Coney Island Parachute Jump agosto 9, 2010Posted by christian saucedo in Illumination of structures.
Tags: Illumination of structures, Illumination of structures- Auto active
Tipo. Iluminación de estructuras – autoactiva
Autor. Leni Schwendinger
Autor instalación. Leni Schwendinger Light Projects
Edificio. Coney Island Parachute Jump
Ciudad. Brooklyn, NY
For anyone who remembers the Parachute Jump’s decay over the years since Coney Island’s Steeplechase Park closed in 1964, Leni Schwendinger’s lighting scheme signals the start of a whole new life for the 277-foot steel tower. With the flip of a switch, the world’s most famous retired amusement ride added “public art project” to its impressive resume: 1939 New York World’s Fair attraction, Steeplechase Park’s sole survivor, New York City landmark, Brooklyn’s Eiffel Tower, symbol of Coney Island’s revitalization.
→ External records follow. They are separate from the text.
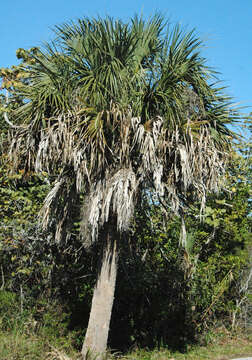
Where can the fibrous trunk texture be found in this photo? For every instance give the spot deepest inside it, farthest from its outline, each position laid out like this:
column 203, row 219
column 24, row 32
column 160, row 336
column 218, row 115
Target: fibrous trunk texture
column 95, row 342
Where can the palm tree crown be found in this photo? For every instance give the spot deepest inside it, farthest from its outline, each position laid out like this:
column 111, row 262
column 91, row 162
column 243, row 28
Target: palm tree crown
column 114, row 109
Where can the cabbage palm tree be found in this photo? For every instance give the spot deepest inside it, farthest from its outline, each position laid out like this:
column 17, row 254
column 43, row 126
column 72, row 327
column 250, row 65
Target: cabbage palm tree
column 115, row 110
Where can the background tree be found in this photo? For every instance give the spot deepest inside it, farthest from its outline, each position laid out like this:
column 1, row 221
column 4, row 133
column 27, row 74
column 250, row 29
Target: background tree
column 116, row 111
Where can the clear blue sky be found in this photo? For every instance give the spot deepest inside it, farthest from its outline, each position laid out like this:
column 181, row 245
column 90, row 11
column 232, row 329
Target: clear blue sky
column 224, row 25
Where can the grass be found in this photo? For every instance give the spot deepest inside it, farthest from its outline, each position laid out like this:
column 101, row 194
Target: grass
column 222, row 346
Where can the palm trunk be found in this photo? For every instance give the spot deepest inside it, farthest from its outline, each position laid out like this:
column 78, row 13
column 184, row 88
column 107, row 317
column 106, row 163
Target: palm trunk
column 95, row 342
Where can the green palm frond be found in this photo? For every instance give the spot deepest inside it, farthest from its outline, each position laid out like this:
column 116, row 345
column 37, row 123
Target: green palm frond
column 123, row 108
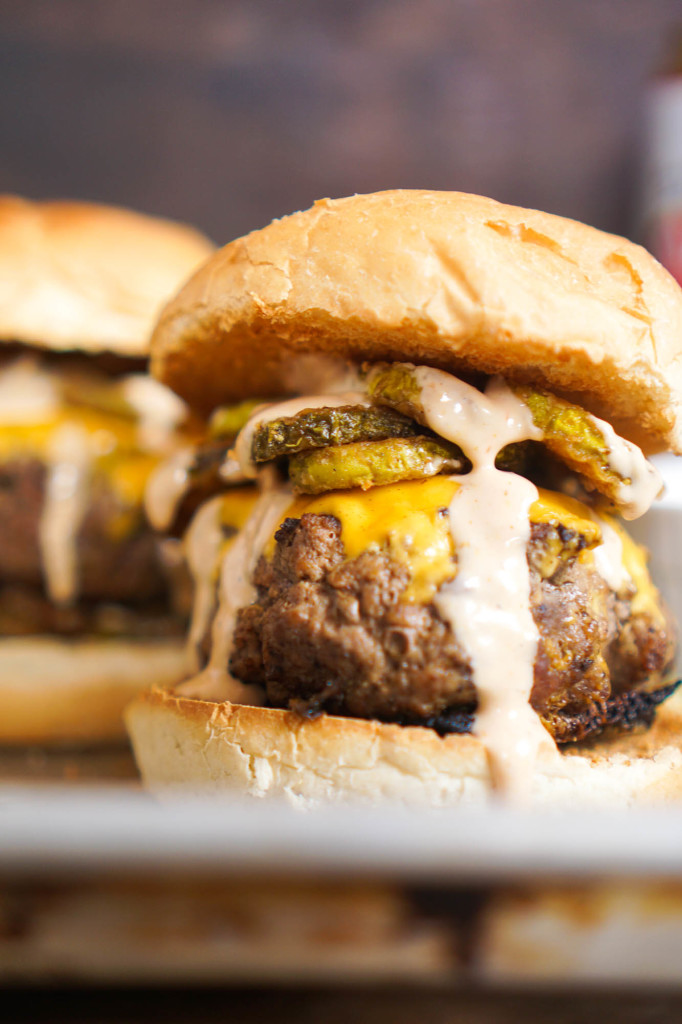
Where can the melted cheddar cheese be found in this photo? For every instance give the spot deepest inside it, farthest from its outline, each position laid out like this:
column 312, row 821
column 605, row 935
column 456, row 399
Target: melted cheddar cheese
column 410, row 520
column 114, row 442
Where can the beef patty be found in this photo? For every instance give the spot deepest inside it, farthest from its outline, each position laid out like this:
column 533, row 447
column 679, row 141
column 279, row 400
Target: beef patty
column 118, row 554
column 335, row 635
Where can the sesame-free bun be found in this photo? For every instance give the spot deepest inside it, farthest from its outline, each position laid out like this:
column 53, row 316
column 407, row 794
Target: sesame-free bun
column 223, row 748
column 439, row 279
column 56, row 691
column 78, row 275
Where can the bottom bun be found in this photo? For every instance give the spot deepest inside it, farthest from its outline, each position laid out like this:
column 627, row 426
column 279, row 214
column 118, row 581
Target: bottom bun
column 74, row 691
column 225, row 748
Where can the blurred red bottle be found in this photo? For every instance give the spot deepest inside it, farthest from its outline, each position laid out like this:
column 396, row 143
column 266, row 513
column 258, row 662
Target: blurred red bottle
column 663, row 163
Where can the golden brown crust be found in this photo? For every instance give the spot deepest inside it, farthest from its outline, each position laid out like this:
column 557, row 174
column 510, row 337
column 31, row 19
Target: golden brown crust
column 56, row 691
column 442, row 279
column 263, row 751
column 77, row 275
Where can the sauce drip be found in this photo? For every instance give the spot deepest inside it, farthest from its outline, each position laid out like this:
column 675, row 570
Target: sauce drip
column 487, row 604
column 67, row 487
column 28, row 393
column 166, row 488
column 237, row 591
column 203, row 543
column 160, row 412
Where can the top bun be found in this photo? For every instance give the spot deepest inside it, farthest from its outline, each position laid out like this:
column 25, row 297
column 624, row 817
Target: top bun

The illumination caps a $5 million structural refurbishment of the city-owned tower by engineers and architects from STV that began in 2002. The team had to dismantle the structure to work on lead paint abatement before using specially formulated paint to restore the Jump’s landmark colors of red and yellow and to protect it from the elements. When Brooklyn Borough President Marty Markowitz’s idea of returning the ride to operation proved too costly (an estimated $40 million, according to his office), STV commissioned Leni Schwendinger Light Projects to illuminate the tower.
Calling it “a luminous leap for Brooklyn” at the July 7 premiere, Markowitz said, “The Parachute Jump will be a beacon of light for this and future generations, harking and heralding Coney Island as a place where legends are made and dreams come true.” The initial “light performance” previewed six different electronically programmed sequences themed to the season (on-season weekday and weekend, off-season), special occasion (“Americana” and “Kaleidoscope”) and lunar cycle (full moon, waxing and waning moon). Recently we talked with Schwendinger about the aesthetic and technical challenges of the project, the public reaction, and future possibilities for the Jump.
Lighting systems include color-changing floodlights and custom-designed light emitting diodes (LED). Brightly sparkling LEDs, defining the canopy of the tower and the tower itself, are programmed to animate a calendar of sequences, playing nightly to identify on-and-off boardwalk seasons, full-moon cycles and holidays.